法律の上では、すべての人間は四つのカーストのどれかに属することになっているので、それに合わせて、人間を分類しなおす必要がある。こうして各人は、自分がどのカーストに属するかという明確な意識を持つようになり、カーストが内面化されることになる。
ジェンダーの問題もこれと同じである。前近代の社会では男と女を厳密に区別する必要はなかったが、
法治主義が社会に導入されると、そこに区別をつけざるをえなくなる。そうすると、どちらの区別もしっくりこない人間は窮屈さを感じるようになり、苦痛を訴えるようになる。

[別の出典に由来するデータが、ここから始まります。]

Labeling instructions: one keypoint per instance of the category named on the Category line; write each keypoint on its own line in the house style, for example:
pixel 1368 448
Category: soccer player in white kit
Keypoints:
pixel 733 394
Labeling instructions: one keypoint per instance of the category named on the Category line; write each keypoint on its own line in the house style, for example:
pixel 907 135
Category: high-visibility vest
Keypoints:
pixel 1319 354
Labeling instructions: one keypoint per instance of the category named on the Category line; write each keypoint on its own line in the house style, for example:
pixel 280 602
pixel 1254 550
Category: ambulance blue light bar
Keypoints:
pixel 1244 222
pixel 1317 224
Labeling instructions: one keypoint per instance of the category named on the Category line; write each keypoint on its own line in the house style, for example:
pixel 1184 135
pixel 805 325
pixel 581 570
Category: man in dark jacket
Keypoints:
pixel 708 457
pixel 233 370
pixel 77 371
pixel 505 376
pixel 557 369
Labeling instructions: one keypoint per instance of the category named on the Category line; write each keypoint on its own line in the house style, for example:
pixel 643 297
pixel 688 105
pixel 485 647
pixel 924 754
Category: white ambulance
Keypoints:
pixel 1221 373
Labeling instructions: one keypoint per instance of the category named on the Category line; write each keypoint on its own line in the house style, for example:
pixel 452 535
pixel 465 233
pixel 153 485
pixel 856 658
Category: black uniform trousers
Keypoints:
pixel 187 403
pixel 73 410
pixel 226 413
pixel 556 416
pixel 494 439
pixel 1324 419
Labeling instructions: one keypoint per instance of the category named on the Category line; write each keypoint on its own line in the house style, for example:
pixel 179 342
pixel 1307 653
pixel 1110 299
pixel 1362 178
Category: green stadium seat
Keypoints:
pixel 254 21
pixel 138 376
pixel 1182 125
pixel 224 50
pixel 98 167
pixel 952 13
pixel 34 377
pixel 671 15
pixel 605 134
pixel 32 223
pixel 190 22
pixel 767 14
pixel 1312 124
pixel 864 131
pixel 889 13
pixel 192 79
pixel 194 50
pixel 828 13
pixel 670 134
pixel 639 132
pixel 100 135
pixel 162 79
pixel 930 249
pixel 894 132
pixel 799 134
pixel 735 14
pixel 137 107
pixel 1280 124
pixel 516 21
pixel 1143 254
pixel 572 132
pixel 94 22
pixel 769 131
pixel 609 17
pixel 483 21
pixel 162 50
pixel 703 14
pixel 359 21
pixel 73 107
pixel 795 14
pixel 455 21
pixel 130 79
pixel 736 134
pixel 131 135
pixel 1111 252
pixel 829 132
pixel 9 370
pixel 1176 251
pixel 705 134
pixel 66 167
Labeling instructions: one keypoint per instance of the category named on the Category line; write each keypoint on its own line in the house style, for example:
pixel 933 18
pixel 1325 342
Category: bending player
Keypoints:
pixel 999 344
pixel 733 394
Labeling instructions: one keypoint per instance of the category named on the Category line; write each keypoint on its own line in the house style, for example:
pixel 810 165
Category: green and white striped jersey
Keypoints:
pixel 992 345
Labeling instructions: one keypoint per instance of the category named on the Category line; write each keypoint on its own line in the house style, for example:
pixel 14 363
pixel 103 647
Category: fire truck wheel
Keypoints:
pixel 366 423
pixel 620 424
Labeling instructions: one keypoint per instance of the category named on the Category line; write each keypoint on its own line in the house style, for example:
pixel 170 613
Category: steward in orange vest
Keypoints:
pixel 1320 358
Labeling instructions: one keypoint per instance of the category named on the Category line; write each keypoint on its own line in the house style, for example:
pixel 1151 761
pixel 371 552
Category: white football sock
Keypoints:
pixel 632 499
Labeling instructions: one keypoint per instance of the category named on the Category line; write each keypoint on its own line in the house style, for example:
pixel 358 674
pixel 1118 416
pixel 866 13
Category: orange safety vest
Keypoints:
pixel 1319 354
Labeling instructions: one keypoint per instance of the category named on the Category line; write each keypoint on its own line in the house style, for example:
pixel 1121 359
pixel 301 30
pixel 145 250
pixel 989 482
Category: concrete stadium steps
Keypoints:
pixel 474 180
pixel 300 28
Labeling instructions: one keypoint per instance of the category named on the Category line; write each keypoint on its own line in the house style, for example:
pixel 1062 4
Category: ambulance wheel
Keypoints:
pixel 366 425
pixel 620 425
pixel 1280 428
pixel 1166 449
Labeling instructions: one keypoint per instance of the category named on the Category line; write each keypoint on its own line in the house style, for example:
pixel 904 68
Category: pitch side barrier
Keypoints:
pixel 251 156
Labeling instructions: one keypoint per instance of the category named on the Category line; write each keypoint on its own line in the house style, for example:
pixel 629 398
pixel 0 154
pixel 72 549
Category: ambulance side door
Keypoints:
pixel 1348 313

どうしてそうなるかというと、言葉の性質を正しく理解していないからである。言葉とは本来大雑把なものであって、現実の世界を忠実に反映するものではない。「男」と「女」の区別は本質的なものだが、それぞれの個体を見れば、男女の中間的な性質をもつものも存在する。
別にそれで構わないのだが、法律はそういう曖昧さを嫌う。分かりやすくいえば、すべての言葉はフィクションである。そのフィクションに合わせて現実を作り変えようとするのが法治主義である。それが個人に苦痛をもたらしていることが、ジェンダー問題の本質である。
我々の社会はすべての人間に、男であるか女であるかどちらかに決めろと迫ってくる。そのどちらともつかない人は、この問いかけ自体を否定したくなる。だが、この問題は個人の自由とは全く関係なく、法治主義がはじめから持っている欠陥にすぎない。
したがって、これを解決するには、法治主義を捨てねばならない。そのためには、言葉の不完全さを認める誠実さが必要となる。
実際には、法治主義を原因とする問題は他にもあるのだが、誰もそれに気づいていない。なぜかというと、多くの人は、法治主義は無条件に正しいという先入観を持っているからである。
誰もそれを疑おうとしないから、問題が発見されない。ただ発見されないだけで、問題自体はむかしからあるのだ。